Weekly Digest – Will the USA-China trade deal propel equity markets to fresh highs, taking USD with them?

The phrase; “the markets can stay irrational longer than you can stay solvent” is attributed to the economist John Maynard Keynes, who was also the pioneer of various Keynesian market theories, including his stimulus theory, often misquoted and misunderstood by many financial, market-commentators. Keynes’ infamous phrase is likely to be quoted over the coming weeks, if the irrational, market, exuberance we’ve recently witnessed continues.

 The phrase “Irrational exuberance” is a phrase originally used by the Fed chairman at the time, Alan Greenspan, in a speech given at the American Enterprise Institute during the dot-com bubble of the 1990s. The phrase was interpreted as a warning that stock markets might be overvalued. During the recent melt-up of global equity markets, ZuluTrade Investors and Traders have occupied an enviable position as the exuberance gripped Investors; the increase of confidence leads to increased trading volume, which causes volatility in our forex markets to rise, offering up clear FX trading opportunities.
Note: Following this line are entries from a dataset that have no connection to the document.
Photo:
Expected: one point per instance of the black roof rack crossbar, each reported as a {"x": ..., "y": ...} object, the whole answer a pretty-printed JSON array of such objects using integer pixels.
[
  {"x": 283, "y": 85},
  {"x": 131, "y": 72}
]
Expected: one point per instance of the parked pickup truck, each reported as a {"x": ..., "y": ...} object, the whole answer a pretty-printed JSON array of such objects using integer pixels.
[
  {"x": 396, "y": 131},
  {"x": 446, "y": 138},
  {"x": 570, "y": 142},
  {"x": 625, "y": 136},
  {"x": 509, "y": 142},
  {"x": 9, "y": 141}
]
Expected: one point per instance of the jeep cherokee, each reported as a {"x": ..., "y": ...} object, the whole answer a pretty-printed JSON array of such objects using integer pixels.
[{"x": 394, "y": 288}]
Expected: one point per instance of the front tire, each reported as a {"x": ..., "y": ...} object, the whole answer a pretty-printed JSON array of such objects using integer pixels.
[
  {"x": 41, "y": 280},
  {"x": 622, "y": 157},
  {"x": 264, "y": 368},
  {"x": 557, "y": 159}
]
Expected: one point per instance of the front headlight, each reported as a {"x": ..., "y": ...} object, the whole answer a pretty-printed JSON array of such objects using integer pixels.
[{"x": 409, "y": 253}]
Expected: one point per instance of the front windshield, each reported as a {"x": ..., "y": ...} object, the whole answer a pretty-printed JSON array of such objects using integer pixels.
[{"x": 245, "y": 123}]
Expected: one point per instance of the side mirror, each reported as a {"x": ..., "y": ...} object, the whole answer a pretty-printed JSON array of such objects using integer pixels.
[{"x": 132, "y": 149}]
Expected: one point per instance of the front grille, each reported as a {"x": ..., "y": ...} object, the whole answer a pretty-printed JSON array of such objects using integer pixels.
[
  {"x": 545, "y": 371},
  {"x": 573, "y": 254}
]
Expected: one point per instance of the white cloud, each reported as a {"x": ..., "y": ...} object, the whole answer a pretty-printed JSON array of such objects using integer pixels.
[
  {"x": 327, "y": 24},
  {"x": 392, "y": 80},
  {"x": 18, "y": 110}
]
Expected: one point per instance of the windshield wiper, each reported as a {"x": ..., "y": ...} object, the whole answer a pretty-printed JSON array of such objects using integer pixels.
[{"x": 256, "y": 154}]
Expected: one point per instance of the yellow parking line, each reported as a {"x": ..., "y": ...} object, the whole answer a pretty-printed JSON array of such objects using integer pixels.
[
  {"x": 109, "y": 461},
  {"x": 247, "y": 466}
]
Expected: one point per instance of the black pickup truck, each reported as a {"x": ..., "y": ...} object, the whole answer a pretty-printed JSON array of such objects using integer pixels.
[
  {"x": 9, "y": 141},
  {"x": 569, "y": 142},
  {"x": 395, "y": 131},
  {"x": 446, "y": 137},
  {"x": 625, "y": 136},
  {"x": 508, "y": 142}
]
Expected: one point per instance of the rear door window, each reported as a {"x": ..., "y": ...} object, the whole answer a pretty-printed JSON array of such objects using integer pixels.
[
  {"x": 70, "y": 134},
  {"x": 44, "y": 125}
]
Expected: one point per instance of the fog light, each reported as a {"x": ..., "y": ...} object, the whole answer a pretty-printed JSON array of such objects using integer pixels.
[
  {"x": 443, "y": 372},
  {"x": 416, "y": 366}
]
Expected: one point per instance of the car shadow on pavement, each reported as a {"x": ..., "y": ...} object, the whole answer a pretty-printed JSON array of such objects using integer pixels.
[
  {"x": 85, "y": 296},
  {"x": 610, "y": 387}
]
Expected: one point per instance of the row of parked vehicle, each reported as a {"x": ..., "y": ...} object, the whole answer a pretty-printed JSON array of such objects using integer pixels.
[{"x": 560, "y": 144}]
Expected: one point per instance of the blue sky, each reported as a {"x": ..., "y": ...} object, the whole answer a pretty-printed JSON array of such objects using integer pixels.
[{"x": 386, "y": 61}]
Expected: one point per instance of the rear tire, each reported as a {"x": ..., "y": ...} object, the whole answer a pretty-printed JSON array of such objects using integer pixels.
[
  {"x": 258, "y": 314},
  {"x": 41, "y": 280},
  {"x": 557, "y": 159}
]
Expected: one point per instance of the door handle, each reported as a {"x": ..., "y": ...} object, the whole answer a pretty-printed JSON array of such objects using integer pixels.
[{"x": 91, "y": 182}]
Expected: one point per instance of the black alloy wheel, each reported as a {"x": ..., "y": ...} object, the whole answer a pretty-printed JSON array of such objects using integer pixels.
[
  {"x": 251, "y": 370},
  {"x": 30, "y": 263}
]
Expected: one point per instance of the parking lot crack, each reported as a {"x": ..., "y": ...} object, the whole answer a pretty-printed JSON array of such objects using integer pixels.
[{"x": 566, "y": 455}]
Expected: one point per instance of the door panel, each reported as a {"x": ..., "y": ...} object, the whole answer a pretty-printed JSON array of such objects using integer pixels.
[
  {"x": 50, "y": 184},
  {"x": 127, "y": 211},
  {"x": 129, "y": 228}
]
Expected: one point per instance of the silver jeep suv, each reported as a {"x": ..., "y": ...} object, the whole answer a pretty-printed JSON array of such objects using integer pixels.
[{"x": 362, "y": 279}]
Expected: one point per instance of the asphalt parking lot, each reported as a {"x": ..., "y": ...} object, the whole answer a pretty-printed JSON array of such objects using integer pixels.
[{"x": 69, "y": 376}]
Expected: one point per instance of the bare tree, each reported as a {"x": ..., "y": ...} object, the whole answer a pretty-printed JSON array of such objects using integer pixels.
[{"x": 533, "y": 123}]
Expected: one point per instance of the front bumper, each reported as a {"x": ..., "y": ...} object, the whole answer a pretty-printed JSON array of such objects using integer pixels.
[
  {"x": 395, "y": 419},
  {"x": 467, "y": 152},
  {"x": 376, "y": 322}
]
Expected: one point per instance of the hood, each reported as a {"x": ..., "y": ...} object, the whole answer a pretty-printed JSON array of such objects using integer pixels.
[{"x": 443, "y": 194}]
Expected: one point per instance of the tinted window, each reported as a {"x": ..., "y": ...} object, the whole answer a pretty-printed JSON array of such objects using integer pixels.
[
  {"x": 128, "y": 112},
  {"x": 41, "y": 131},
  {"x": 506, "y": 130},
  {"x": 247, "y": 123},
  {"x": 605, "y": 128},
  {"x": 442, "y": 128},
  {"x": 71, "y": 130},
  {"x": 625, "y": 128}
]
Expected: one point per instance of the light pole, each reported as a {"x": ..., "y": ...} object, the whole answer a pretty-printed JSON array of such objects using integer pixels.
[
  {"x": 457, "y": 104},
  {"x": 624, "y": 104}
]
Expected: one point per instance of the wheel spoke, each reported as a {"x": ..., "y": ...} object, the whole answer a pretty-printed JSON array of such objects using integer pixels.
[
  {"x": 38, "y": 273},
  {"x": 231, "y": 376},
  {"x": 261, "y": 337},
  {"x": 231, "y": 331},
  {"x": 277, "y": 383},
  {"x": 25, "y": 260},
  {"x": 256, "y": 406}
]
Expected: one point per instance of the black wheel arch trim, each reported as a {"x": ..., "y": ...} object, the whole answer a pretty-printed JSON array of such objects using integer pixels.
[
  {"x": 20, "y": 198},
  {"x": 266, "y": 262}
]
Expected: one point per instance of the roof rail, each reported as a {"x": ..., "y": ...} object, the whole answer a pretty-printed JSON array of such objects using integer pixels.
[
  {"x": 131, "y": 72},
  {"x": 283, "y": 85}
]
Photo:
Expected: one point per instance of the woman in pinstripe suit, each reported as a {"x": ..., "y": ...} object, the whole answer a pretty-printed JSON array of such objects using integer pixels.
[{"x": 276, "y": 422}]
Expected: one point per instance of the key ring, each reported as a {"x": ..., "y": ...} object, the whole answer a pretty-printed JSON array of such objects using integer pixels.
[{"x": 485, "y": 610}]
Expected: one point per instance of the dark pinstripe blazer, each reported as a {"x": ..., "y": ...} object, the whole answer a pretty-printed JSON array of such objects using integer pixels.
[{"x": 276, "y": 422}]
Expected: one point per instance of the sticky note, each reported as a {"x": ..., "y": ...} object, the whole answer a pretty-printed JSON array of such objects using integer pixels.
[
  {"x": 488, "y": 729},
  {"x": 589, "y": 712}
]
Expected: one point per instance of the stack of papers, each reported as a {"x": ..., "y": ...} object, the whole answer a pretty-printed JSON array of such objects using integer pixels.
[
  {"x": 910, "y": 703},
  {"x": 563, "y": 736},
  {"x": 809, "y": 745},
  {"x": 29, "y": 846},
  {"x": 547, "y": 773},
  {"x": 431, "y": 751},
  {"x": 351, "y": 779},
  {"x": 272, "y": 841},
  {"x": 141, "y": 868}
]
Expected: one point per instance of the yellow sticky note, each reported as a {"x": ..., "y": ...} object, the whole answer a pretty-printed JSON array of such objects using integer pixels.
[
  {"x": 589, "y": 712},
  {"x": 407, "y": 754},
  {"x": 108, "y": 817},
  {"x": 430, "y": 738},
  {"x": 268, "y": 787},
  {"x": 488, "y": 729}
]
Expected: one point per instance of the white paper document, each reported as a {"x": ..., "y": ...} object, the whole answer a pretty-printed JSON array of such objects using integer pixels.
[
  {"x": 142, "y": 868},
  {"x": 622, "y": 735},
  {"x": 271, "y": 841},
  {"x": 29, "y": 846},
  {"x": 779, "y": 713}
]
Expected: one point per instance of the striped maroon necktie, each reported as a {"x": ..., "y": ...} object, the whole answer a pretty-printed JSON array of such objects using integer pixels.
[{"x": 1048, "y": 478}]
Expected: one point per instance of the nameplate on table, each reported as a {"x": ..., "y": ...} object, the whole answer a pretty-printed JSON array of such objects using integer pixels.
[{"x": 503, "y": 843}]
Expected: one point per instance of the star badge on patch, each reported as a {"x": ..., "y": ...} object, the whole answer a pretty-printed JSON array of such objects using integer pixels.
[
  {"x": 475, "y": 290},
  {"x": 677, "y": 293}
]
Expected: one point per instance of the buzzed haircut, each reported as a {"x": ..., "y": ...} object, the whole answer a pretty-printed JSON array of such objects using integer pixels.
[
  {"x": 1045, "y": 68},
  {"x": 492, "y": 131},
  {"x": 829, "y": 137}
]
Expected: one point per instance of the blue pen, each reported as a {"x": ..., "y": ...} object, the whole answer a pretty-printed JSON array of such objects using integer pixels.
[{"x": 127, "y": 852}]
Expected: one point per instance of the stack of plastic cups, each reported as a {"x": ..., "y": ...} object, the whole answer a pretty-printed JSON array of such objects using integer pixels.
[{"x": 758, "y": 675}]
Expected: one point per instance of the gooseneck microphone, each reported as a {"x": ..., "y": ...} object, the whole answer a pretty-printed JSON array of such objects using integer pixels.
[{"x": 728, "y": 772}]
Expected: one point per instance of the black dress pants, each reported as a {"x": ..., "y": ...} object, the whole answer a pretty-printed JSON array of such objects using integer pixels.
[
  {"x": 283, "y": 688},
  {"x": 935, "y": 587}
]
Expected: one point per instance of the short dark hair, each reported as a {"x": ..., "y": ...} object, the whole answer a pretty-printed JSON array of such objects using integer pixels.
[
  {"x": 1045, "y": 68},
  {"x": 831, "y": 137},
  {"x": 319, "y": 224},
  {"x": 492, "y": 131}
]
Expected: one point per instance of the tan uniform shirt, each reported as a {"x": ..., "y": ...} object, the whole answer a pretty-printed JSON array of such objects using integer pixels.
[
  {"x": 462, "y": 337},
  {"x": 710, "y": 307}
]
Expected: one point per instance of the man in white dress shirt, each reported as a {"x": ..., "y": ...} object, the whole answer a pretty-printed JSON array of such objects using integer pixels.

If equity markets rise or fall, the community can still profit.

 Unlike traditional stock-market Investors, who buy and hold equities hoping for continuous rises in price, ZuluTrade’s community is comfortable either buying or selling: FX, equity and commodity markets. Because leading ZuluTrade Traders have developed skills whereby they’re comfortable being long or short when they spot trading opportunities, they’re in the ideal position of being able to thrive in all trading conditions.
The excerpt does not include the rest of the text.